Il centro e la “politica di centro” nel nostro paese sono storicamente coincisi, anche e soprattutto, con la presenza dei cattolici nella vita pubblica italiana. Così è stato per lunghi 50 anni con la Democrazia Cristiana e anche dopo la fine della DC con i partiti che, comunque sia, si ispiravano – seppur con modalità e criteri diversi – al patrimonio culturale e politico del partito dei cattolici italiani. Certo, nel centro politico del nostro paese convergono anche altre correnti di pensiero e altre tradizioni culturali. Da quella liberal-democratica a quella repubblicana, da quella socialista a quella laicista. Ma è indubbio, e pur senza tracciare primogeniture e classifiche irrituali e anacronistiche, che la cultura e il pensiero cattolico-democratico, cattolico-popolare e cattolico-sociale sono stati determinanti nella costruzione di un progetto politico e di governo centrista, riformista e democratico nel nostro paese. Con alterne vicende e con alterne fortune.

Ora, per restare all’oggi, è altrettanto indubbio che qualunque operazione centrista – sempre più necessaria e indispensabile per ridare qualità alla nostra democrazia ed efficacia alla stessa azione di governo – non può prescindere dall’apporto concreto, e laico, dei cattolici popolari e sociali. Una esperienza che in questi anni, dopo l’archiviazione del Ppi, della Margherita e dell’Udc, semplicemente si è dispersa e frantumata ulteriormente diventando una presenza del tutto ornamentale e ininfluente nei rispettivi partiti di appartenenza. Basti pensare alla concreta esperienza del Pd, partito che è nato anche e soprattutto grazie al contributo dei cattolici popolari, per arrivare alla conclusione che quella presenza si è progressivamente ridotta a una mera suppellettile da esibire nei momenti ufficiali – congressi, organigrammi di partito, candidature nei vari livelli istituzionali e ruoli di potere nel sottogoverno – per confermare la natura plurale del partito. Riflessione analoga, ma forse con meno enfasi, si può fare per altri partiti che si dichiarano di centro e riformisti.

Ma per poter rideclinare con forza, coerenza e convinzione la presenza dei cattolici popolari e sociali nella politica contemporanea – e quindi in un partito centrista – sono indispensabili almeno due condizioni. Innanzitutto non lo si può fare nei partiti personali che sono, e restano, alternativi rispetto a chi crede nella democrazia dei partiti e nei partiti, nella pluralità interna ai partiti e, soprattutto, nella costruzione collegiale del progetto politico e di governo. In secondo luogo questa presenza politica ha un senso, e anche una funzione specifica, nei partiti che non sono politicamente e culturalmente ostili al centro e alla “politica di centro”, per dirla con una bella espressione del passato di Guido Bodrato, uno degli ultimi “maestri” del cattolicesimo democratico italiano. Per fare un esempio concreto, credo sia difficile costruire un progetto e una cultura centrista in un agglomerato che vede la presenza di una sinistra radicale e massimalista come quella di Schlein, una sinistra estremista e fondamentalista come quella di Fratoianni, Bonelli, Salis e una sinistra populista e demagogica come quella di Conte.
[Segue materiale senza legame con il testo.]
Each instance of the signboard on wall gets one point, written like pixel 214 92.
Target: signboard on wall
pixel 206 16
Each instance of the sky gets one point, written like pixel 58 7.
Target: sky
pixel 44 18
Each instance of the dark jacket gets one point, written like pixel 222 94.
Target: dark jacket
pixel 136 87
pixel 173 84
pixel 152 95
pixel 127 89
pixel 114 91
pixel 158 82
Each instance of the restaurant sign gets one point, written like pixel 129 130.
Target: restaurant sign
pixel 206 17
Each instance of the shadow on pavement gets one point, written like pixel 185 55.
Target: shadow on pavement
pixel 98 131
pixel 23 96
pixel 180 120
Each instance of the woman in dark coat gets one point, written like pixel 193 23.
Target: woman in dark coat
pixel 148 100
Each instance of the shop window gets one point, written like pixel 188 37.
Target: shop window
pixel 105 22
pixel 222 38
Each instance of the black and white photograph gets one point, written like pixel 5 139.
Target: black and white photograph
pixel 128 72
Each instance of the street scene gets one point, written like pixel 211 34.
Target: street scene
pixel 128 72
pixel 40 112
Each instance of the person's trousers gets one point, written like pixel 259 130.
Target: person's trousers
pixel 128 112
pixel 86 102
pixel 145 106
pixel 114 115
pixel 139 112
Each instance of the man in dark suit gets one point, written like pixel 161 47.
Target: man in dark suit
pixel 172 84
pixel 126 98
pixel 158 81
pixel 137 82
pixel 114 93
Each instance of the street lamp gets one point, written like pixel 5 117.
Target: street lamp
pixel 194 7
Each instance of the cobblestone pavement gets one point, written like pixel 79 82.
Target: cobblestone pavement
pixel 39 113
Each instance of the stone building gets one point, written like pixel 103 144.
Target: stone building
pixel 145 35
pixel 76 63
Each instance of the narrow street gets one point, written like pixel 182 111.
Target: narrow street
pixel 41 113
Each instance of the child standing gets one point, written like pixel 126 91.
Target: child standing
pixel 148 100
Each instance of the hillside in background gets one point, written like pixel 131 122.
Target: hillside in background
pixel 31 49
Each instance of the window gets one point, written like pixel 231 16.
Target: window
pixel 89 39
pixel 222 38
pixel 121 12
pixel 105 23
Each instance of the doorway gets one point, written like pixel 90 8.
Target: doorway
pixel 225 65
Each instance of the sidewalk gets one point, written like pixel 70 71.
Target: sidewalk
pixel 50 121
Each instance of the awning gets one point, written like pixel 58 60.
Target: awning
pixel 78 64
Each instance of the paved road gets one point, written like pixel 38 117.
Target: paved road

La “politica di centro”, cioè, non può essere una sotto categoria da inserire nel pallottoliere ma priva di qualsiasi valenza e, soprattutto, di qualunque ruolo nella definizione del progetto della coalizione. Ecco perché il centro, la “politica di centro”, un progetto riformista e di governo non possono prescindere dal contributo dei cattolici popolari e sociali. Ma non possono, al contempo, essere presenti a prescindere da tutto. Conta il profilo del partito e, a maggior ragione, conta la cornice politica della coalizione o dell’alleanza che si vuol costruire e presentare agli elettori. La logica della sommatoria e del pallottoliere non è sempre compatibile con le ragioni della politica e della sua coerenza.